Korean J Transplant.  2023 Nov;37(Suppl 1):S206. 10.4285/ATW2023.F-7984.

Prevalence and risk factors of frailty in long-term kidney transplant recipients: a prospective study

Affiliations
  • 1Department of Surgery, Severance Hospital, Yonsei University, Seoul, Korea

Abstract

Frailty is prevalent among kidney transplant candidates and has been associated with unfavorable outcomes. Although some studies have shown an initial improvement in frailty shortly after transplantation, there is limited study on frailty prevalence and risk factors in patients with long-term posttransplantation follow-up.

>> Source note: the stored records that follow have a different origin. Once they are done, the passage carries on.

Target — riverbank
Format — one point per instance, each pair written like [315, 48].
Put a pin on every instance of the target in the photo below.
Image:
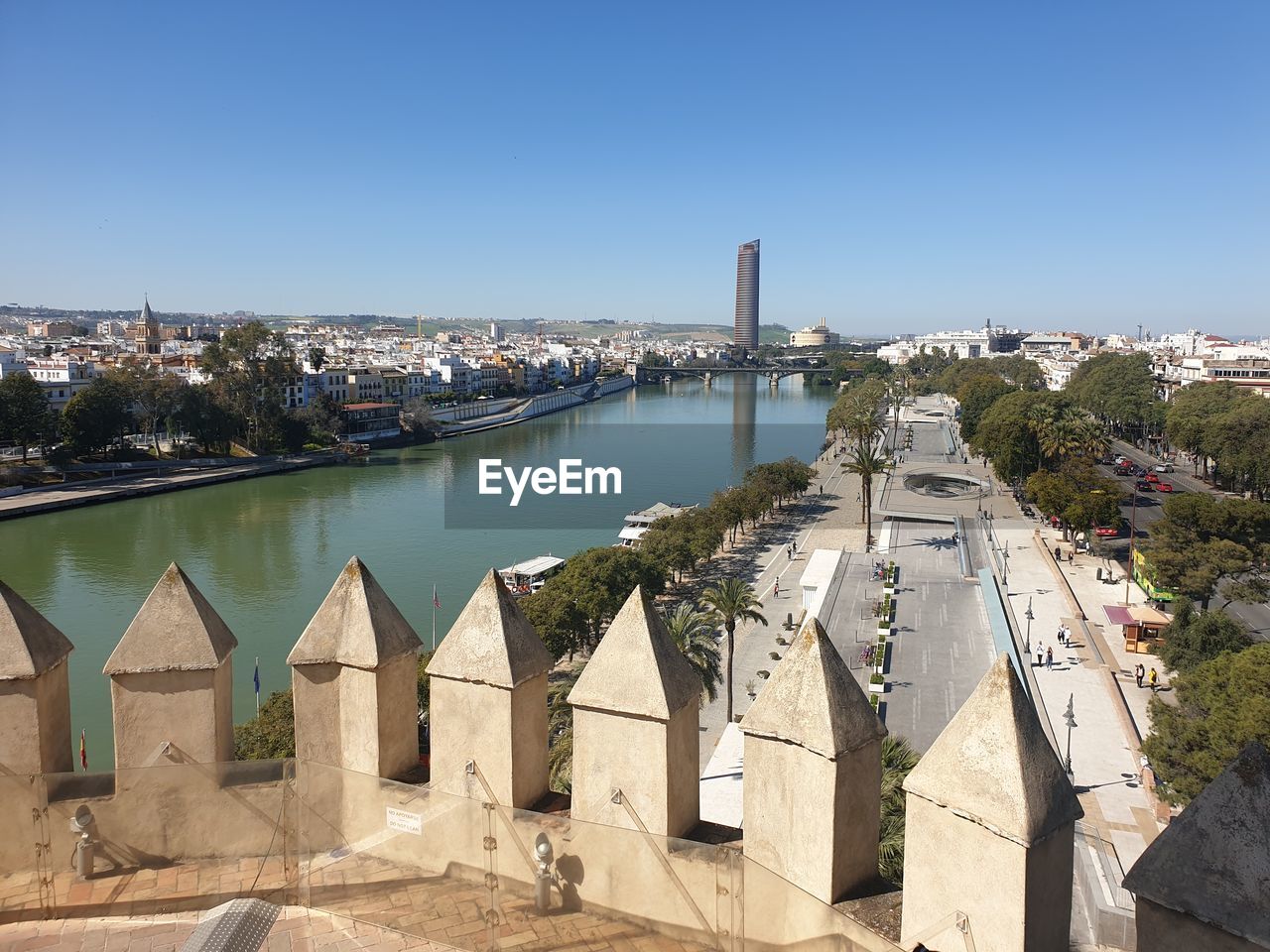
[77, 494]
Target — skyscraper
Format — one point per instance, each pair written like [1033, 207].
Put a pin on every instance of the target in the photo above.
[746, 330]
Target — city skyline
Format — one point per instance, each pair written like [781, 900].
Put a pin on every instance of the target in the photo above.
[1049, 169]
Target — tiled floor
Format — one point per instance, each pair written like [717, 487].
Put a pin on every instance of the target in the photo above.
[368, 902]
[295, 930]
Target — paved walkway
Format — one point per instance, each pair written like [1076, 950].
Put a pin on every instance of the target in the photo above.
[71, 495]
[828, 517]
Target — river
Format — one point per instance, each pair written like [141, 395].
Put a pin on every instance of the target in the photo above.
[266, 551]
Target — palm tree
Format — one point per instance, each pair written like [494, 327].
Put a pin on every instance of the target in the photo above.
[694, 635]
[561, 730]
[729, 602]
[897, 760]
[866, 462]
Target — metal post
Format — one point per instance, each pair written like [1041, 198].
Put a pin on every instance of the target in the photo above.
[1133, 536]
[1070, 717]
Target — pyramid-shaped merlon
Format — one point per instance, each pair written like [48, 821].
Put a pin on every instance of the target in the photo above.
[492, 642]
[356, 626]
[177, 630]
[30, 644]
[638, 667]
[993, 765]
[813, 701]
[1213, 861]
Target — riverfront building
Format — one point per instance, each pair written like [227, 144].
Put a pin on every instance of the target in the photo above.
[746, 329]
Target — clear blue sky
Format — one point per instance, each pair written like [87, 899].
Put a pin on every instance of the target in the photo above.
[908, 167]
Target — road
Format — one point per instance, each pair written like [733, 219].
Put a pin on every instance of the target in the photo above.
[1151, 509]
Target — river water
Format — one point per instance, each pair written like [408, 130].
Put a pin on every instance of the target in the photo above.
[266, 551]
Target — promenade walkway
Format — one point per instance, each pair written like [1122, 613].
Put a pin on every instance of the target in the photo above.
[71, 494]
[1105, 746]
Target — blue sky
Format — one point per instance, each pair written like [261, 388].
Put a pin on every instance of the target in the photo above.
[908, 167]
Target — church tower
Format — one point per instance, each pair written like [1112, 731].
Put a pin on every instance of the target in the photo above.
[148, 331]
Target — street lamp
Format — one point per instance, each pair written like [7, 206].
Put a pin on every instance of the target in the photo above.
[1133, 537]
[1070, 719]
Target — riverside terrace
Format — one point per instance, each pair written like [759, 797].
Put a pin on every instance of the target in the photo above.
[481, 856]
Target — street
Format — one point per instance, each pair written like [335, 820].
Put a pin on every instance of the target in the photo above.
[1150, 511]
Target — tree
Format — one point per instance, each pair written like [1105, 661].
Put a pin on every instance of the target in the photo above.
[1220, 706]
[418, 417]
[271, 735]
[1119, 390]
[23, 411]
[694, 635]
[866, 462]
[155, 397]
[96, 416]
[249, 367]
[1206, 544]
[572, 608]
[975, 395]
[1194, 638]
[202, 416]
[1006, 433]
[1192, 416]
[729, 602]
[898, 760]
[561, 729]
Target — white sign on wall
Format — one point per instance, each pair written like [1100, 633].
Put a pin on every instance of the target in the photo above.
[402, 821]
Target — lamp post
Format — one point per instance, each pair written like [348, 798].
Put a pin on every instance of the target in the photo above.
[1070, 719]
[1133, 537]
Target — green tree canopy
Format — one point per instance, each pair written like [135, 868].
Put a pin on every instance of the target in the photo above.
[1206, 544]
[98, 414]
[975, 395]
[24, 414]
[1194, 638]
[1119, 390]
[1222, 705]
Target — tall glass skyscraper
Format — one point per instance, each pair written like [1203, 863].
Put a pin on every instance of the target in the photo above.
[746, 329]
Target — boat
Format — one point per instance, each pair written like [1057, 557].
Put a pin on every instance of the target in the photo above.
[636, 524]
[529, 576]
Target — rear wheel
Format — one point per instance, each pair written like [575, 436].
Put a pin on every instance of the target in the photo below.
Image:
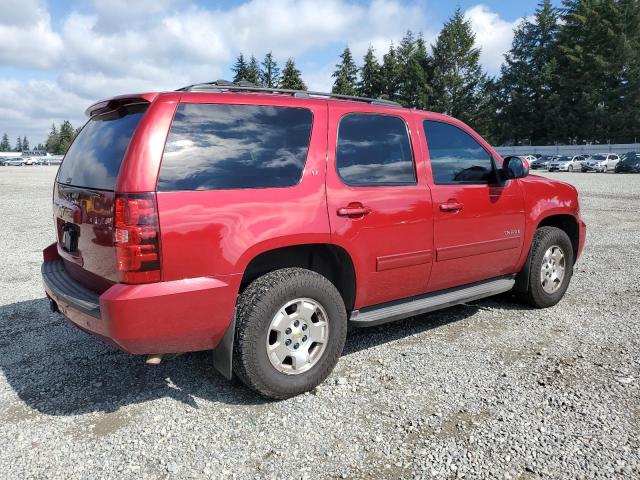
[291, 325]
[551, 268]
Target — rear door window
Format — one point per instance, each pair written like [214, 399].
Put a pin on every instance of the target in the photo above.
[456, 157]
[94, 158]
[221, 146]
[374, 150]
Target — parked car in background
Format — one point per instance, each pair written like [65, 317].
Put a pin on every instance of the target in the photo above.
[272, 218]
[542, 163]
[600, 162]
[52, 160]
[629, 163]
[566, 163]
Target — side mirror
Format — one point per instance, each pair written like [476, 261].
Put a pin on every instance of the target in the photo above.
[515, 167]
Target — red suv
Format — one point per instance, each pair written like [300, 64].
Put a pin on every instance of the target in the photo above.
[259, 223]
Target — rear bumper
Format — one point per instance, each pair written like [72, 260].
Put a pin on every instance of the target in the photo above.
[165, 317]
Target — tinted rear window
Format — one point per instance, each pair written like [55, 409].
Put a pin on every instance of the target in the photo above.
[96, 154]
[374, 150]
[218, 146]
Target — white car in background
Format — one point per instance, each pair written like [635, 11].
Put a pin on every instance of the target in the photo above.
[14, 162]
[601, 162]
[566, 163]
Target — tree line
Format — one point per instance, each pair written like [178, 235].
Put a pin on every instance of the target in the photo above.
[58, 140]
[21, 145]
[572, 75]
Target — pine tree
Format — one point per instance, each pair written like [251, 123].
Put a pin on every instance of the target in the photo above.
[270, 74]
[405, 72]
[414, 79]
[458, 78]
[5, 146]
[370, 84]
[346, 74]
[291, 77]
[240, 69]
[253, 71]
[596, 54]
[390, 74]
[53, 140]
[66, 136]
[527, 101]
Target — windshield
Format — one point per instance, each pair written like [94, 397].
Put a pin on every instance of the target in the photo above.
[94, 158]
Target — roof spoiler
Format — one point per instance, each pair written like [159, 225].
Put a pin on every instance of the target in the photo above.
[115, 103]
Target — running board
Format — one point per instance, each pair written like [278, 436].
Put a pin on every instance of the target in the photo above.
[392, 311]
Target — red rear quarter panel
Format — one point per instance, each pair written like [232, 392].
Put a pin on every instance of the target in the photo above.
[218, 232]
[544, 198]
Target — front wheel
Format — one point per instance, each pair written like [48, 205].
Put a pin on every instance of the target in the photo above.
[291, 325]
[551, 268]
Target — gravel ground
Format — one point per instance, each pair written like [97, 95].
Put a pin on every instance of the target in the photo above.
[491, 389]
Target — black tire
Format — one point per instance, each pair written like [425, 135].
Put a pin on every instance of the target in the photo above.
[257, 306]
[545, 238]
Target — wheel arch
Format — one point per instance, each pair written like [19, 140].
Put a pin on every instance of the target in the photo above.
[329, 260]
[565, 222]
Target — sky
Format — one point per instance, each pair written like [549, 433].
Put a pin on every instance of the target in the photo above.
[58, 57]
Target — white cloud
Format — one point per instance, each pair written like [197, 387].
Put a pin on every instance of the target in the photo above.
[26, 37]
[493, 35]
[29, 108]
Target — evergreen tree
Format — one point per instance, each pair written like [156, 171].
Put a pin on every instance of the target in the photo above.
[370, 84]
[253, 71]
[527, 101]
[53, 140]
[270, 74]
[5, 146]
[414, 76]
[597, 76]
[66, 136]
[346, 75]
[458, 78]
[390, 74]
[291, 77]
[240, 69]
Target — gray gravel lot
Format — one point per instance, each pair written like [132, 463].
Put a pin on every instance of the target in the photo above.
[491, 389]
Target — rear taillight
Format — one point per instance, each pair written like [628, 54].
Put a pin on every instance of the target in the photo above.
[136, 238]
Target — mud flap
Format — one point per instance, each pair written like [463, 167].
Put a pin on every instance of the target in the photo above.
[522, 278]
[223, 354]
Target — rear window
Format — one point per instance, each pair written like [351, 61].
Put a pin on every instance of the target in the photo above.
[374, 150]
[96, 154]
[221, 146]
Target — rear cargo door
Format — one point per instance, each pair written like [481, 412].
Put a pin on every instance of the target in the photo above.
[83, 197]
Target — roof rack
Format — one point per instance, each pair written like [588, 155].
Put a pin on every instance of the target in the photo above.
[244, 86]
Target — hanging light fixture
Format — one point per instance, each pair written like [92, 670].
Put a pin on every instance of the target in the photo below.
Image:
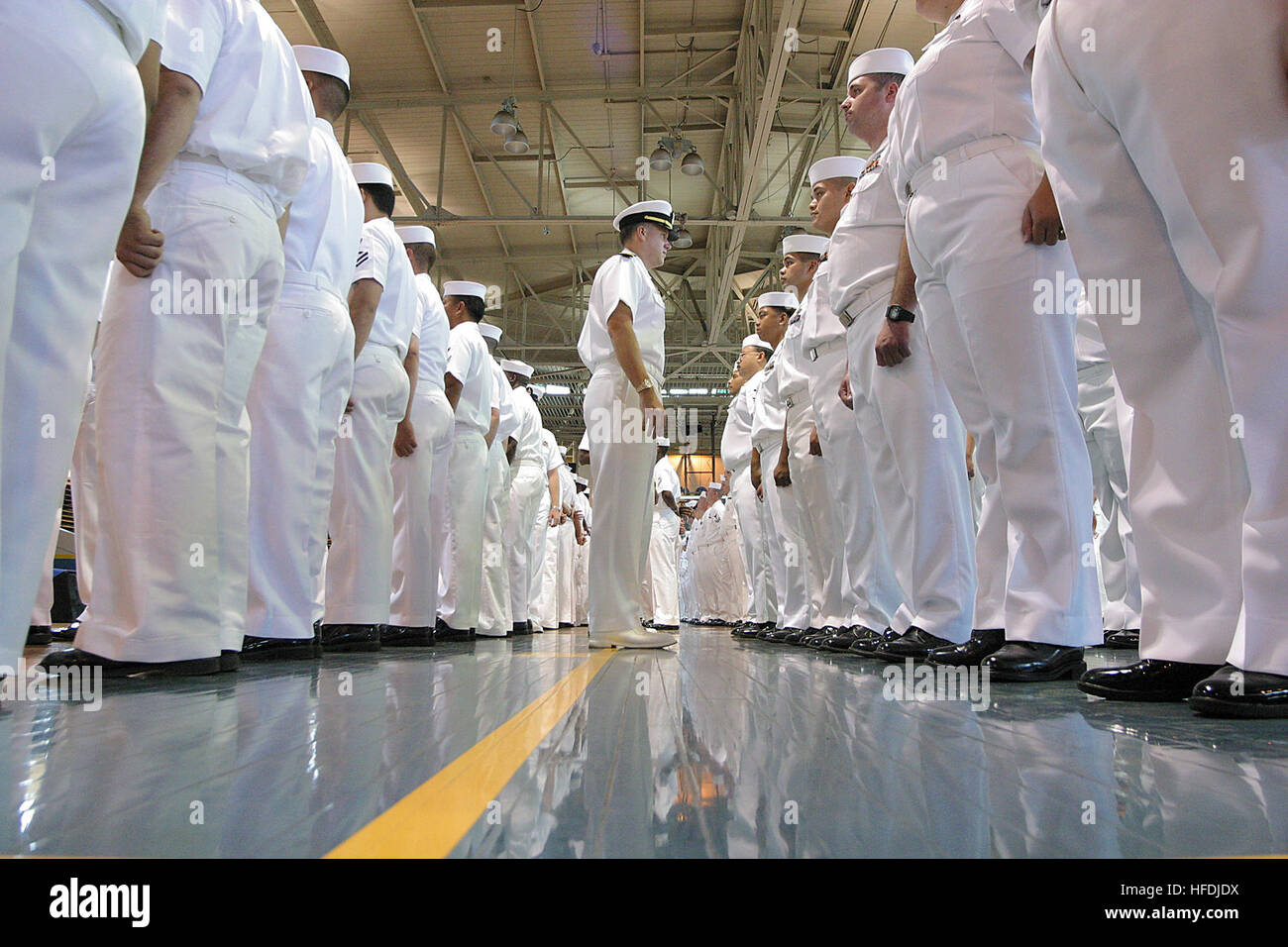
[503, 121]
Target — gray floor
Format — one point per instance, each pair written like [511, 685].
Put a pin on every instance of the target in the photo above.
[724, 749]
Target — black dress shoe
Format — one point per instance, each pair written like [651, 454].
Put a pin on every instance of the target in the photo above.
[348, 638]
[1126, 639]
[406, 637]
[1031, 661]
[914, 643]
[1145, 681]
[256, 648]
[983, 642]
[868, 647]
[1232, 692]
[75, 657]
[446, 633]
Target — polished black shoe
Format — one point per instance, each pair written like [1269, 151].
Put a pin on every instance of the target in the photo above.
[347, 638]
[914, 643]
[1231, 692]
[868, 647]
[1031, 661]
[446, 633]
[1145, 681]
[1125, 639]
[75, 657]
[983, 642]
[406, 637]
[256, 648]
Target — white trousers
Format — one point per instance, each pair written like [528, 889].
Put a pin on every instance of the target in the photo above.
[72, 118]
[662, 569]
[171, 564]
[413, 602]
[1098, 403]
[462, 574]
[1202, 361]
[816, 518]
[85, 496]
[622, 464]
[871, 591]
[526, 489]
[915, 457]
[786, 547]
[1012, 372]
[291, 425]
[360, 566]
[494, 602]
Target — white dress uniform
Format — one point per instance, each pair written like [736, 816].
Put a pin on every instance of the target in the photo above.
[1177, 188]
[73, 118]
[913, 440]
[462, 575]
[360, 566]
[174, 371]
[301, 384]
[786, 548]
[494, 616]
[751, 513]
[526, 489]
[621, 460]
[964, 161]
[662, 539]
[421, 476]
[1099, 407]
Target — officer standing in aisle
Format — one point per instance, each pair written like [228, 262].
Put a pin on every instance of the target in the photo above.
[419, 467]
[622, 343]
[384, 309]
[301, 381]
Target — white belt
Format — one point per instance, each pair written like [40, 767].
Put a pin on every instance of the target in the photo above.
[927, 171]
[861, 303]
[312, 281]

This prospective study aimed to investigate the prevalence of frailty and its associated risk factors in long-term kidney transplant recipients at Severance Hospital from November 2022 to July 2023. Frailty was assessed using the Fried phenotype score, and individuals with a score of 2 or higher were classified as frail. The study included 487 patients, with a median age of 60 years (interquartile range [IQR], 55–65 years). Among them, 52.2% were male. The median posttransplantation follow-up was 91 months (IQR, 50–155 months). Glucocorticoids were maintained in 93.8% of patients, and 97.3% received tacrolimus as maintenance immunosuppressive agent. The overall prevalence of frailty among all patients was 13.8% (67/487). The prevalence of frailty in males and females was 12.6% and 15.0%, respectively. Within 1–5 years, 5–10 years, and over 10 years posttransplantation, the frailty prevalence was 10.9%, 10.7%, and 18.3%, respectively. Multivariate analysis identified several factors associated with a higher frailty risk, including low body mass index and longer time after transplant. Conversely, higher serum total protein and hemoglobin levels, as well as increased physical activity, were associated with a potential lower frailty risk. This study suggests that adequate nutritional support and exercise may help mitigate frailty risk in long-term kidney transplant recipients.